No Capital Expenditure – London’s Best Free Attractions

london

by admin on August 7, 2013

in London

Back in the day, Dick Whittington was attracted to London on the premise that the city’s streets were ‘paved with gold’. That was a few centuries ago. Today, London’s visitors are probably more inclined to believe that they need wallets lined with gold in order to appreciate all that the city has to offer. Not so. London offers enough free sights, landmarks, experiences and attractions to fill any number of days out and to keep adults and kids amused and entertained for hours on end. Here’s a selection of some of London’s best free attractions.

London’s free museums

London offers a wealth of free and fascinating museums. And speaking of wealth, where better to start than the City itself? If you’re based around Liverpool Street (where you’ll find the rather handy and boutique Hyatt Andaz Liverpool Street hotel, for example) the Bank of England Museum is within easy reach, where you can gaze at gold bars, ancient and modern coins and unexpected items such as the weapons (pikes and muskets!) used to defend the bank in olden times. Close by, Goldsmiths Hall, which dates back to the fourteenth century, was founded to regulate the craft of the goldsmith and to test the quality of precious metals and hallmark them.

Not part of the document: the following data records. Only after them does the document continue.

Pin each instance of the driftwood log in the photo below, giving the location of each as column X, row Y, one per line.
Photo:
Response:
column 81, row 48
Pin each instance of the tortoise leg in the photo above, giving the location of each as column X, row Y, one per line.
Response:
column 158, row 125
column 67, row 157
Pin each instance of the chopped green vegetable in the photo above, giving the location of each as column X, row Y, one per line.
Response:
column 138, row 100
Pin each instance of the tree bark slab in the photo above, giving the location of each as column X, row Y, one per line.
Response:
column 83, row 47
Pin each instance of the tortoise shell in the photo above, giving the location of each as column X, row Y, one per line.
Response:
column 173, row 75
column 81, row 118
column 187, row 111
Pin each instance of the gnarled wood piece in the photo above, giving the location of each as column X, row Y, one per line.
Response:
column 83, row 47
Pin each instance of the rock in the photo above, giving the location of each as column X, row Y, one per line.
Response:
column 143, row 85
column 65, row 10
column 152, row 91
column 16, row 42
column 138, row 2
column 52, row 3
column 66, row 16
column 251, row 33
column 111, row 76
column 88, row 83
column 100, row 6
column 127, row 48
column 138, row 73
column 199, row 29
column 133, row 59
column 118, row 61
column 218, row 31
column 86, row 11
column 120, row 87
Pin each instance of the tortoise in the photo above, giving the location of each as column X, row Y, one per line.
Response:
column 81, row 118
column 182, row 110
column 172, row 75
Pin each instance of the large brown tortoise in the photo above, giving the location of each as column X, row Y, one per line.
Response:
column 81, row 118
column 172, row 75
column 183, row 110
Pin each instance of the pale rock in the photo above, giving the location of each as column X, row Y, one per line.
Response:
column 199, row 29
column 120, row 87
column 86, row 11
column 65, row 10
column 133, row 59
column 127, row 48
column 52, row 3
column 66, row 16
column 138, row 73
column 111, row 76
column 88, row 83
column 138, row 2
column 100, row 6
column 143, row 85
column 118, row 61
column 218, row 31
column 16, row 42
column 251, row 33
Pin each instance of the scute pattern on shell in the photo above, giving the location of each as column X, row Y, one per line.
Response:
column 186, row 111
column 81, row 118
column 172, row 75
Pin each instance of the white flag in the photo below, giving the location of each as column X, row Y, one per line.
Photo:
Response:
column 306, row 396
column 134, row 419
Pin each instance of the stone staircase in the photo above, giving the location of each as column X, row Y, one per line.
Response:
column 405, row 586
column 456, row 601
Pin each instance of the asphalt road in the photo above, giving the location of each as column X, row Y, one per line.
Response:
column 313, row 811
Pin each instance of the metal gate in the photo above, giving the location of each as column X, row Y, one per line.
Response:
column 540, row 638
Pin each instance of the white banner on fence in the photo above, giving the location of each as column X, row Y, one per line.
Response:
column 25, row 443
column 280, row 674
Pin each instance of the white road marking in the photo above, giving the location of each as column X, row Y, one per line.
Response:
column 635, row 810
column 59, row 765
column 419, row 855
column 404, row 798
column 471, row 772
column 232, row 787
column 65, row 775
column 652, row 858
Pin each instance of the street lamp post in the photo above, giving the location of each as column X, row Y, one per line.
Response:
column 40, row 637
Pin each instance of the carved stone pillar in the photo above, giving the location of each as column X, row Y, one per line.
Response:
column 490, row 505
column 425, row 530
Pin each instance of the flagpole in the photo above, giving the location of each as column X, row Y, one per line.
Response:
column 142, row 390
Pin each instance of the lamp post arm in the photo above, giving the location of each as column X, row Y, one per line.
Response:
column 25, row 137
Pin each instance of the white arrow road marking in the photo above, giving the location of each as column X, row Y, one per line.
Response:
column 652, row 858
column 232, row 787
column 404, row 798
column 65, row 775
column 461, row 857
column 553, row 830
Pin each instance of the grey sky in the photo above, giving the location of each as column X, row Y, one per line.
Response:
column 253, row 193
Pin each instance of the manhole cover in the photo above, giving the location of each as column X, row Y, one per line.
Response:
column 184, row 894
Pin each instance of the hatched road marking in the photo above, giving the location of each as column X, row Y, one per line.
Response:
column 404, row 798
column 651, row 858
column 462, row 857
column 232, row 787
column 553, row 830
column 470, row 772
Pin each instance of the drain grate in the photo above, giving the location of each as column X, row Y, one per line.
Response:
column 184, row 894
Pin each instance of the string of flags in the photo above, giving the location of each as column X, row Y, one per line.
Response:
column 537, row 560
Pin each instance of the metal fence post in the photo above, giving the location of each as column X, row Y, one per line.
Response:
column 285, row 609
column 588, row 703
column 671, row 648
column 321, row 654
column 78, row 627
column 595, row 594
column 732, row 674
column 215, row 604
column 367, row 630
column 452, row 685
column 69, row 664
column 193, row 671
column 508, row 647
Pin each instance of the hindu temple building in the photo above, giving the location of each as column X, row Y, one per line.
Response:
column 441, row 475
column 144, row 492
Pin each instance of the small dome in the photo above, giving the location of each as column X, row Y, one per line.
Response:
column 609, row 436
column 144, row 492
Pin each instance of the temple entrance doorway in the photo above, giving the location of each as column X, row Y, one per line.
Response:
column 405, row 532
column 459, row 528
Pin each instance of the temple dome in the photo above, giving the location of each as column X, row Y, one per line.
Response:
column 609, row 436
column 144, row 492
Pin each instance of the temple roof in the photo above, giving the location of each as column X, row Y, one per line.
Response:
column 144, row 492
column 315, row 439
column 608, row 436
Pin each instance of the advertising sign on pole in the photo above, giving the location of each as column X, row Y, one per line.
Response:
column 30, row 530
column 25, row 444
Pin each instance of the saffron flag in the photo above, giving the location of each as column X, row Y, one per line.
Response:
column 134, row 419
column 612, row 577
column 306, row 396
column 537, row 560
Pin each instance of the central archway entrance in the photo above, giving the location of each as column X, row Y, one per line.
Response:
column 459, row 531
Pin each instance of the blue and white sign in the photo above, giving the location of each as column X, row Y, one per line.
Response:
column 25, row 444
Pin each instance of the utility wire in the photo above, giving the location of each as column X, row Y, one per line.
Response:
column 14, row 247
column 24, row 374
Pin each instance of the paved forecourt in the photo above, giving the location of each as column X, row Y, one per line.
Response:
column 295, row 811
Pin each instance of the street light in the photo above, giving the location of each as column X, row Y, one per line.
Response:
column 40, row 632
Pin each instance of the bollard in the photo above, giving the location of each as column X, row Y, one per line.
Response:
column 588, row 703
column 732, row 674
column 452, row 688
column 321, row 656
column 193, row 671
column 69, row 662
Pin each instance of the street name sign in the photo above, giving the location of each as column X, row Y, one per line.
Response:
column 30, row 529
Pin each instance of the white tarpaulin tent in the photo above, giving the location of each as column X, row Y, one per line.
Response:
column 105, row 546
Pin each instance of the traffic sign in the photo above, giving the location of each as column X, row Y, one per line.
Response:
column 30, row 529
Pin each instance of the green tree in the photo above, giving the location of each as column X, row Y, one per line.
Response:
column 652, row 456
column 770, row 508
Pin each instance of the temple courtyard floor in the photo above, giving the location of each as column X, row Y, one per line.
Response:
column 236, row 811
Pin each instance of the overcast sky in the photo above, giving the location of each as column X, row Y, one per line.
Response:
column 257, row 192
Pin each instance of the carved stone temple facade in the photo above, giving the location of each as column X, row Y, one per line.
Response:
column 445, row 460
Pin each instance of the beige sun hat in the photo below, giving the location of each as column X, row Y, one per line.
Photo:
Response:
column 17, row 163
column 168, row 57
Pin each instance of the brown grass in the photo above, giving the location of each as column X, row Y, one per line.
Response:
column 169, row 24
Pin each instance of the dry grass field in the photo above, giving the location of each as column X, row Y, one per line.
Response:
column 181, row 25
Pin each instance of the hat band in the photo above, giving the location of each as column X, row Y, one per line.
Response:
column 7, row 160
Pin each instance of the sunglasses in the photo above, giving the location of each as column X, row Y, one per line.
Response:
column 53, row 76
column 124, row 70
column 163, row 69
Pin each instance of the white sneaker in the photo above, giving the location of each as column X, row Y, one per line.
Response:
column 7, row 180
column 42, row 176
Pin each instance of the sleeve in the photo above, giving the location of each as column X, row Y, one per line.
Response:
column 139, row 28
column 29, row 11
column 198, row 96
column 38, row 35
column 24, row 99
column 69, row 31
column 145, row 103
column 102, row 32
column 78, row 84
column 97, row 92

The remains of London’s own Roman Amphitheatre can also be found in the City, whilst the adjacent Guildhall Art Gallery charts London’s history through a collection of artworks dating from the seventeenth century to the present day. Elsewhere, London’s superb free museums include the British Museum in Bloomsbury which has collections and exhibitions spanning two million years of human history, the stunning Imperial War Museum in Shoreditch, Kensington’s iconic Natural History Museum, famed for its dinosaur skeletons and the interactive and endlessly fun Science Museum, also in Kensington, where Stephenson’s Rocket is now permanently displayed.

London’s free parks, gardens and farms

When the weather’s fine – even if it’s not sunny – London’s many green spaces offer plenty of outdoor fun for the family. For fabulous views of the city head to the hilltop Greenwich Park; 183 acres of green lawns and beautiful gardens as well as a children’s playground, numerous cafes and easy access to Greenwich’s Royal Observatory and National Maritime Museum.

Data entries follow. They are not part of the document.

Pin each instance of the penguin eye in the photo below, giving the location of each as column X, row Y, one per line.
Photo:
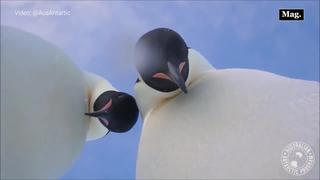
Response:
column 181, row 66
column 161, row 76
column 106, row 106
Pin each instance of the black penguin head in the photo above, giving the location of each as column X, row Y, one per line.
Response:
column 117, row 111
column 162, row 60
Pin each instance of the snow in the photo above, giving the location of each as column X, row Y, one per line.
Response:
column 233, row 123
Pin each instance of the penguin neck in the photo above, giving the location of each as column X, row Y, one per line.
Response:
column 95, row 86
column 148, row 99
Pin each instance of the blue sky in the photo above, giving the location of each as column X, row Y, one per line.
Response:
column 99, row 37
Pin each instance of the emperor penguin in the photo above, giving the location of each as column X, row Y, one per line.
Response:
column 203, row 123
column 49, row 108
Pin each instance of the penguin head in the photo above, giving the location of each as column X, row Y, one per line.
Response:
column 161, row 57
column 117, row 111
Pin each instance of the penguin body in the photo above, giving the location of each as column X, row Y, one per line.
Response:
column 231, row 123
column 44, row 99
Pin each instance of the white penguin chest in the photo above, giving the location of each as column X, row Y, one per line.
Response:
column 224, row 128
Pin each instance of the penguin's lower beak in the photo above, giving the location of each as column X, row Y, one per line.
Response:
column 176, row 77
column 97, row 114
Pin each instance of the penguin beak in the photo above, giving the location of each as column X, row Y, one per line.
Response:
column 98, row 114
column 176, row 77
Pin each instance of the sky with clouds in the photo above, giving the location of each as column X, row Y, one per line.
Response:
column 99, row 37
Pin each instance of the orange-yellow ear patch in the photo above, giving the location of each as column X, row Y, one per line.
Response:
column 161, row 76
column 181, row 65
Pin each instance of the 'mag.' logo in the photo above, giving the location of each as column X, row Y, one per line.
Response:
column 291, row 14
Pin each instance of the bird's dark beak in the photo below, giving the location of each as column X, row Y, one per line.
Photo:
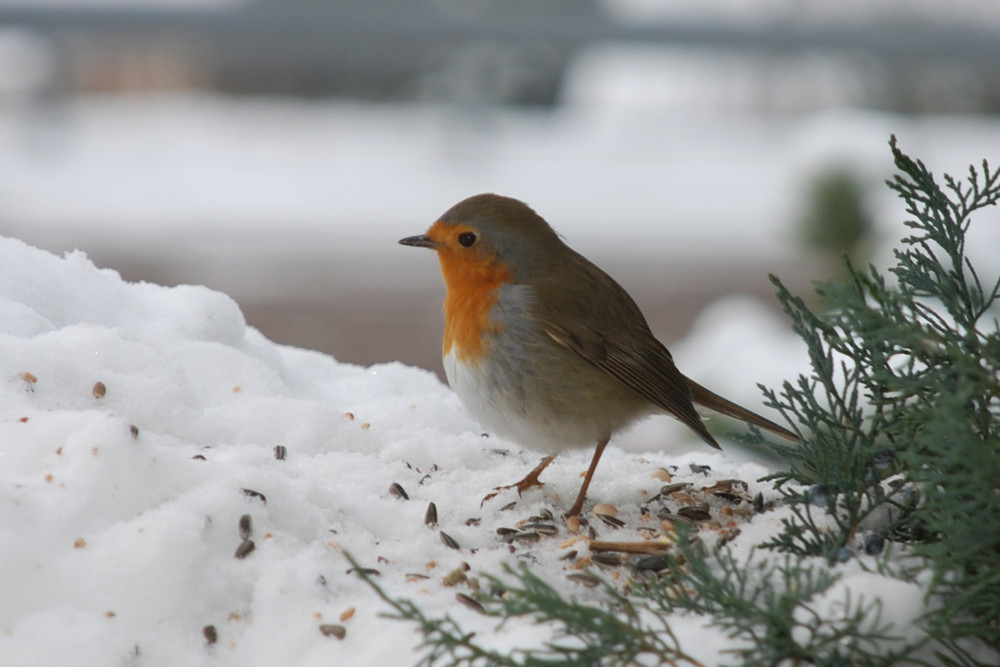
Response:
column 422, row 241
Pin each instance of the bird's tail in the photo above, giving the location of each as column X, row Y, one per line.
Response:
column 713, row 401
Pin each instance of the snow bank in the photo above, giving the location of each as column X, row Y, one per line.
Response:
column 176, row 489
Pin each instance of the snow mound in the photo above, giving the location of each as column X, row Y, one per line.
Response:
column 176, row 489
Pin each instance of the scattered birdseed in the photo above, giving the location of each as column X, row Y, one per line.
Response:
column 610, row 520
column 333, row 630
column 449, row 541
column 606, row 558
column 470, row 602
column 254, row 494
column 246, row 527
column 245, row 549
column 430, row 516
column 606, row 509
column 455, row 577
column 661, row 474
column 695, row 512
column 588, row 580
column 654, row 563
column 541, row 528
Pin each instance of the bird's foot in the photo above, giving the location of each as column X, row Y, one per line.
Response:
column 529, row 481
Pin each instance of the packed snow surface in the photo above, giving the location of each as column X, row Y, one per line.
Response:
column 176, row 489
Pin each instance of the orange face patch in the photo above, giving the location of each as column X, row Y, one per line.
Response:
column 473, row 277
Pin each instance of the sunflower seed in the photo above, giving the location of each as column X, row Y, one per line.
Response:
column 449, row 541
column 542, row 528
column 366, row 571
column 588, row 580
column 246, row 527
column 470, row 602
column 604, row 558
column 255, row 494
column 669, row 489
column 612, row 521
column 666, row 515
column 455, row 577
column 245, row 549
column 523, row 536
column 695, row 512
column 607, row 509
column 333, row 630
column 654, row 563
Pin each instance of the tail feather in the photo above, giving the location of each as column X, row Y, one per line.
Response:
column 713, row 401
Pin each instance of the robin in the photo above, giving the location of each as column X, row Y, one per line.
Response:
column 543, row 347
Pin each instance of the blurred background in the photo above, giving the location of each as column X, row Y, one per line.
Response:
column 277, row 150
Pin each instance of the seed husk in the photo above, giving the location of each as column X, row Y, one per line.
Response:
column 606, row 558
column 333, row 630
column 455, row 577
column 470, row 602
column 246, row 527
column 449, row 541
column 245, row 549
column 695, row 512
column 542, row 528
column 255, row 494
column 654, row 563
column 610, row 520
column 588, row 580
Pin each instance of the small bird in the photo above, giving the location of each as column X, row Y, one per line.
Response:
column 543, row 347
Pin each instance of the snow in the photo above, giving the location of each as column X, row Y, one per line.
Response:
column 121, row 510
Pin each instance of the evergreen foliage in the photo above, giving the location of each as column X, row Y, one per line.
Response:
column 899, row 463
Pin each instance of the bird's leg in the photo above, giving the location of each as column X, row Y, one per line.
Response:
column 530, row 480
column 578, row 505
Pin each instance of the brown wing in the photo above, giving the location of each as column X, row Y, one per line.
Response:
column 608, row 330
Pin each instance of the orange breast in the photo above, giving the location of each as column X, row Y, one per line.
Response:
column 473, row 283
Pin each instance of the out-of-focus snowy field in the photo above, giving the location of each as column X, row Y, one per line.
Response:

Hyde Park, in central London, spans 350 acres and besides the natural beauty created by its flower beds, varied trees, lake, ornamental fountains and statues and meadow, Hyde Park also offers running tracks, boating, tennis, team sports pitches, ice skating (from November to January) and a superb children’s playground. Occupying 410 acres of gardens, lawns, a large boating lake and various sporting and recreational facilities between Paddington and Camden, Regents Park dates from 1811, and the view from the park’s Primrose Hill is considered the best in London.

Kids will love the gardens of Crystal Palace Park, in which life-sized dinosaur models hide. There’s also a children’s farm here, a maze and a playground perfect for burning off excess energy. There’s more free farm fun to be had at Deen City Farm in Merton which also has a farm shop, Mudchute Farm and Park (London’s biggest urban farm), Newham City Farm where the animals include shire horses and llamas and Vauxhall City Farm at which visitors can meet three friendly alpacas and explore the herb garden.

Offbeat free London Attractions

Frankly, London has almost countless free museums, art galleries (the Tate and Tate Modern, The National Gallery and National Portrait Gallery and the Wallace Collection spring to mind just for starters), historic houses, parks and gardens to explore. They’re all great, but what if you fancy something a little different?

Legal eagles can watch actual criminal proceedings as they happen from the Public Gallery of the beautiful neo-gothic Supreme Court in Westminster. For superb rooftop views of St Paul’s Cathedral, it’s free to take the glass elevator to the roof terrace of the New Change shopping centre. On a slightly macabre note, the thirteenth-century Spitalfields Charnel House was a repository for skeletons due to be relocated to consecrated ground from the nearby cemetery of medieval Priory of St Mary Spital and is today a remarkable ‘open air museum’. Harry Potter fans won’t want to miss a visit to Platform 9 ¾ Kings Cross Railway Station, from which the Hogwart’s Express departs.